Mas, o circo encanta qualquer um. Quem vive aquilo… é como você viu… quando você põe pó de serra nos seus pés, ferrou! Você já entra e fica no sangue a coisa, então, era fascinante você se apresentar com o circo. Porque com o circo que eu… Eu morava no bairro da Mooca então tinha um campinho em frente a minha casa que lá sempre ia circo. Naquela vendiam fotos dos circenses. Então eu vivi com aquele circo, com aquele pessoal. Todo mundo falava que aquele pessoal roubava criança, não deixavam a gente ficar muito ali… E era aquela coisa que tinha teatro de circo, então eu era fascinada por aquilo. Nesses circos que paravam na frente da minha casa tinha circo teatro. Toda noite tinha ou uma comédia ou um drama. Eu brincava de trapezista em casa, na lista do tapete eu ficava ali com meu guarda-chuvinha brincando de que eu era a mulher equilibrista. Quando eu tive essa oportunidade de ir, aí eu já tinha decidido o que eu queria ser atriz ou artista, sei lá, eu tinha necessidade de me apresentar, que é uma coisa que eu gosto de plateia. O pessoal fala “por que você não faz televisão?” Não, porque eu não gosto, tem gente que tem necessidade de fazer sucesso, de aparecer na Globo.

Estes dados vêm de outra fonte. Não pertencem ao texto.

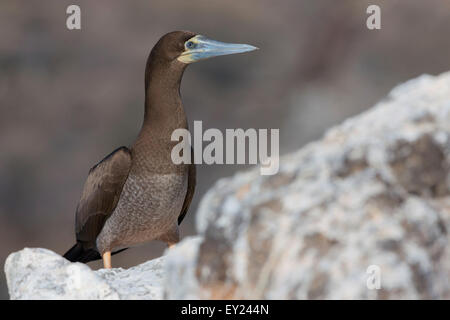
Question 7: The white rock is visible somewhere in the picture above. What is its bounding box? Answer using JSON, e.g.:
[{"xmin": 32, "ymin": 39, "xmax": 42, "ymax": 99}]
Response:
[
  {"xmin": 5, "ymin": 73, "xmax": 450, "ymax": 299},
  {"xmin": 5, "ymin": 248, "xmax": 164, "ymax": 300}
]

Às vezes as pessoas acham que eu to ‘batendo em tim’, mas minha filha é igualzinha à mim. Ela já recebeu convite pra ser apresentadora de programa infantil, que não tinha nem teste pra ela e ela recusou, ela não quis fazer. E ela outro dia ela foi fazer outro trabalho e disse: “Eu não faço”. Eu sempre tive necessidade de me apresentar.

E quando você chega ali no circo, eles já vão te enfiando paetê, já vão te colocando pra se apresentar. Lá na Piolin tinha aquele número de alunos e a gente se apresentava em várias coisas. Eu me apresentei como trapezista, mas aí meu número acabou sendo contorcionismo. Tinha um número de dandis, eu fazia também mágica. Eu participava de vários números. Era muito gostoso. Fiquei me apresentando bastante com eles. E dali saíram os grupos Tapete Mágico, Abracadabra, todos esses grupos que o Breno praticamente fundou. Diziam: Vamo pra rua hoje, saindo da Academia! E a gente ia do circo, jogando malabares na rua. E hoje a gente vê direto, mas naquela época ninguém via não.

Ali todo mundo treinava tudo, por isso que eu digo “eu sei fazer de tudo, mas não sei fazer nada”. Não sei fazer nada vírgula, que num outro dia o Gil me deixou fazendo a coisa sozinha lá, que ele teve que sair, aí quando ele voltou ele viu que eu tinha montado várias posições no trapézio, tinha montado um dandis inteiro, tinha montado um número de malabares. Eu participei de todos os números, um pouquinho de cada coisa eu sei fazer.  O meu forte mesmo sempre foi contorcionismo e mágica. Depois um número, assim, como eu tinha muita facilidade em fazer acrobacias e essas coisas, então eu tinha um número de acrobacia cômica, que era o Dandis, que foi montado pelo Santiago. Não foi pelo Vítor… ou foi pelo… ah, esqueci o nome do meu amor querido… Esqueci o nome dele, mas enfim, é um dos Santiago, é que a gente chamava mais ele de Santiago e o outro era o Vitor, são dois irmãos que tem vários números que os filhos seguem.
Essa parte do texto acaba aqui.